All of the foregoing fish feeding types rely mostly on daylight for locating their food sources by sight. At night, the entire reef “stage” is repopulated by species adapted to darkness in a remarkable changeover at dusk that is reversed at dawn. In daytime, fish abundance and diversity is far greater on a reef than at night, and time-lapse recordings reveal a genuine “blizzard” of fish! In order to avoid visual predators, potential prey fish take up protected, sheltered locations against the backdrop of a reef wall or beneath overhangs. Under cover of darkness, many vulnerable fish venture farther away from the protection of the reef to do their own foraging. Nevertheless, many nocturnal predators like moray eels are specialized at finding prey by chemosensation. By night many macroinvertebrates like crinoids (feather stars) and basketstars that are cryptic or hidden within the framework by day emerge for suspension feeding or hunting (octopi, lobsters, crabs). It is quite clear that the striking differences in the presence and activity of reef fish and their potential prey are largely based on “risk-benefit” factors in the struggle for survival on a coral reef.

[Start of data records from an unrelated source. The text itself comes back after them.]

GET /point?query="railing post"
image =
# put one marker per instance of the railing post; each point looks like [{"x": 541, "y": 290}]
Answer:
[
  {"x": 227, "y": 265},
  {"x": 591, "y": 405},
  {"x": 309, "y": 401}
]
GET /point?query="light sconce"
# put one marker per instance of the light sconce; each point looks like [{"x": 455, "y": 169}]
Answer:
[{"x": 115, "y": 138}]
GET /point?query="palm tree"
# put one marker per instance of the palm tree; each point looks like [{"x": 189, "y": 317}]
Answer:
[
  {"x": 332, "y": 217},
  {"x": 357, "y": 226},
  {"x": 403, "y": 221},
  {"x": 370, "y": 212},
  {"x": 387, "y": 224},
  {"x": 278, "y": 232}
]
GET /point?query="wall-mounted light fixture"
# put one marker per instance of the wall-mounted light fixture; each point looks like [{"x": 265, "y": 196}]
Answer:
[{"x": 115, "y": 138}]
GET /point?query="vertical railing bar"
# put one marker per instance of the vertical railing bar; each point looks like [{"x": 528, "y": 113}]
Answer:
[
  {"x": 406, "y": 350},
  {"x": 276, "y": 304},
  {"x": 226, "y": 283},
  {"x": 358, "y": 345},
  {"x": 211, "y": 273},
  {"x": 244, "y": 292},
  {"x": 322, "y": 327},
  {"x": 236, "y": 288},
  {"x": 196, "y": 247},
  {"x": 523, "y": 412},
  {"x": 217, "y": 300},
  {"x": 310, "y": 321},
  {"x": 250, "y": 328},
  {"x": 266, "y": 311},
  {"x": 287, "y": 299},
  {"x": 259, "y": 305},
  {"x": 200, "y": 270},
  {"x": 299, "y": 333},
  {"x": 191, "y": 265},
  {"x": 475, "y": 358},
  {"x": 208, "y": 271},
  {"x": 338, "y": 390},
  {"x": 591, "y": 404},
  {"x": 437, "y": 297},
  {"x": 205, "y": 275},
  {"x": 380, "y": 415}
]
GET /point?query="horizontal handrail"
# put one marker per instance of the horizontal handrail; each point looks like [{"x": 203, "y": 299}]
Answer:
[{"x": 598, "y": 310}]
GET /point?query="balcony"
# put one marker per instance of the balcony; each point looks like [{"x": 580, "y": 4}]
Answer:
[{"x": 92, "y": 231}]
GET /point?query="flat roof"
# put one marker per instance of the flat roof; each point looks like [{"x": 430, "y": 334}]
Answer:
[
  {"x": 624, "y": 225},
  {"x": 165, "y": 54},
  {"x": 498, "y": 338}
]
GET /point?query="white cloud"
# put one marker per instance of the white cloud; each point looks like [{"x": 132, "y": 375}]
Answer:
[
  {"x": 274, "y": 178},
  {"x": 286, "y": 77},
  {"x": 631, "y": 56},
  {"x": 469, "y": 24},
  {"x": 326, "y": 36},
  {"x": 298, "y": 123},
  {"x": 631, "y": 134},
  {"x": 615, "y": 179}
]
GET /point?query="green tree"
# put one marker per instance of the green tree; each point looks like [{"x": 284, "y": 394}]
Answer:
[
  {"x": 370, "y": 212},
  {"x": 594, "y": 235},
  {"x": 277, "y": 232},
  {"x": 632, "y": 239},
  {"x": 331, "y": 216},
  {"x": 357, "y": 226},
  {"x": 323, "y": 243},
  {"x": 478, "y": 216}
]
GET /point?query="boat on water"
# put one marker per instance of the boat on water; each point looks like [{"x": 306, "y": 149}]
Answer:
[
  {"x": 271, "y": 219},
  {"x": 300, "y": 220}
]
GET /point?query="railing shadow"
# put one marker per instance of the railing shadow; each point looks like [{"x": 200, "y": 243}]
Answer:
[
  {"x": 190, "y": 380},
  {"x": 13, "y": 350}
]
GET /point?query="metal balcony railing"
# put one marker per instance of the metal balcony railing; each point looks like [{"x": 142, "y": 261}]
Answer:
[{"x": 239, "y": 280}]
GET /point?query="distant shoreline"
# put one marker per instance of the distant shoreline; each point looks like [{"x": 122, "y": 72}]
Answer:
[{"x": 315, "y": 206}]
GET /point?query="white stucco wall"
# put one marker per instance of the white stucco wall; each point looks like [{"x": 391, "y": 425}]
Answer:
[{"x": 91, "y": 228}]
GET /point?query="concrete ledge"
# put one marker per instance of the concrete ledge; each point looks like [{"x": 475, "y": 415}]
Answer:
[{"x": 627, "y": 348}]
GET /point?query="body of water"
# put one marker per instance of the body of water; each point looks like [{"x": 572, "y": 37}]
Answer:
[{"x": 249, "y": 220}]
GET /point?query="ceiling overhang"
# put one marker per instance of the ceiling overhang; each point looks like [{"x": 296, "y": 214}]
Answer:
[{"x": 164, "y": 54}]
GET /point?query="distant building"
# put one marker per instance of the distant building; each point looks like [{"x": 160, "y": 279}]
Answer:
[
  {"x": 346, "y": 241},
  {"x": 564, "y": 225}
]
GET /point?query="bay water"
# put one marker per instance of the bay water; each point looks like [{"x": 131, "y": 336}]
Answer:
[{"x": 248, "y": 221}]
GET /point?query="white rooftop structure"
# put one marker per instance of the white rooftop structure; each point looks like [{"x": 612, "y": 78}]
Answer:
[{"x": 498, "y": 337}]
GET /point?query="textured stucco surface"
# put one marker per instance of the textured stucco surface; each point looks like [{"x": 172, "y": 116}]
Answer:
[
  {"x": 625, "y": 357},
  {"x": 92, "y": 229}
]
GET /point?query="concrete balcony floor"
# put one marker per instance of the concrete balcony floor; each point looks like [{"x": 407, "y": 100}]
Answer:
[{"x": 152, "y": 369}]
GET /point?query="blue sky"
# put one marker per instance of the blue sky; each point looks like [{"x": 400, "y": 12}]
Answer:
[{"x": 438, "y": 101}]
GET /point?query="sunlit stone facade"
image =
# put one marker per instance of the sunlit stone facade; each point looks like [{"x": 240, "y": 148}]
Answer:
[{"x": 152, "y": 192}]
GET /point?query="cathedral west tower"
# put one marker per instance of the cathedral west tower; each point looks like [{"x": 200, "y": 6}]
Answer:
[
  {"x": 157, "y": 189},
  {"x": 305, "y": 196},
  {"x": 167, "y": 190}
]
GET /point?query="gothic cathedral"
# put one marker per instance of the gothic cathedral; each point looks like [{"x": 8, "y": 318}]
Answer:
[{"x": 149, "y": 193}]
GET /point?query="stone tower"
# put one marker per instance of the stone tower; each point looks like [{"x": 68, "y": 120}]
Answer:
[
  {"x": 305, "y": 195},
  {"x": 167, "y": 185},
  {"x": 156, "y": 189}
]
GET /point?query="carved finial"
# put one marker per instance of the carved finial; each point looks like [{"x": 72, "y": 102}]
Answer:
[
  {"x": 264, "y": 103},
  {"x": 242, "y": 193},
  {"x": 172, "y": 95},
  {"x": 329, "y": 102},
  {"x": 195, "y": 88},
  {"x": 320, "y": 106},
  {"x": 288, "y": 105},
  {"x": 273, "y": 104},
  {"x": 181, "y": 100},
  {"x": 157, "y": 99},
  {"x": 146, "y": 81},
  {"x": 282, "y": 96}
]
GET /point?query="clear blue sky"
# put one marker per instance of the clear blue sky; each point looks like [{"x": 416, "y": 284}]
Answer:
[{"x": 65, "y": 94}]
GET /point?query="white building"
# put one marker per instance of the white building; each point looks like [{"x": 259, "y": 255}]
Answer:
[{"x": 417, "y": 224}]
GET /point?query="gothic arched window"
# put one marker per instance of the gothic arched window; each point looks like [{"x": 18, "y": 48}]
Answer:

Finally, the vast diversity of reef fish that live in highly specialized associations (partnerships or symbioses) with other reef species deserve mention. Prominent examples are the clownish that live comfortably within the stinging tentacles of a host anemone, or the small clingfish that attach to feather star arms. The clownfish-anemone symbiosis is a true mutualism (each species benefiting). By day, elongated trumpetfish hover, head-down, awaiting unsuspecting prey passing beneath them, but at night can be found hovering within the protection of sea whip branches in a kind of mimicry, suggesting that even under cover of darkness, there are predators lurking.

Turtles

Divers on coral reefs frequently see sea turtles, both hawksbill and green turtles on reefs worldwide – despite the fact that their numbers were drastically reduced ever since human fishing began to alter “natural” reef communities. The smaller hawksbills actually feed on sponges that are the preferred diet of few other reef animals except for angelfish, but also consume seaweed (the macroalga Sargassum) that also grow on reef surfaces. Green turtles feed on the sea grass (Thalassia) that forms vast beds closely associated with coral reefs, leading to the term “turtle grass”, and also graze the “algal turf” that grows on rock surfaces of reefs. Coral reef ecologists recognize that these turtles play a role very similar to herbivorous fishes on reefs that has (or formerly had) a significant influence on coral reef community structure.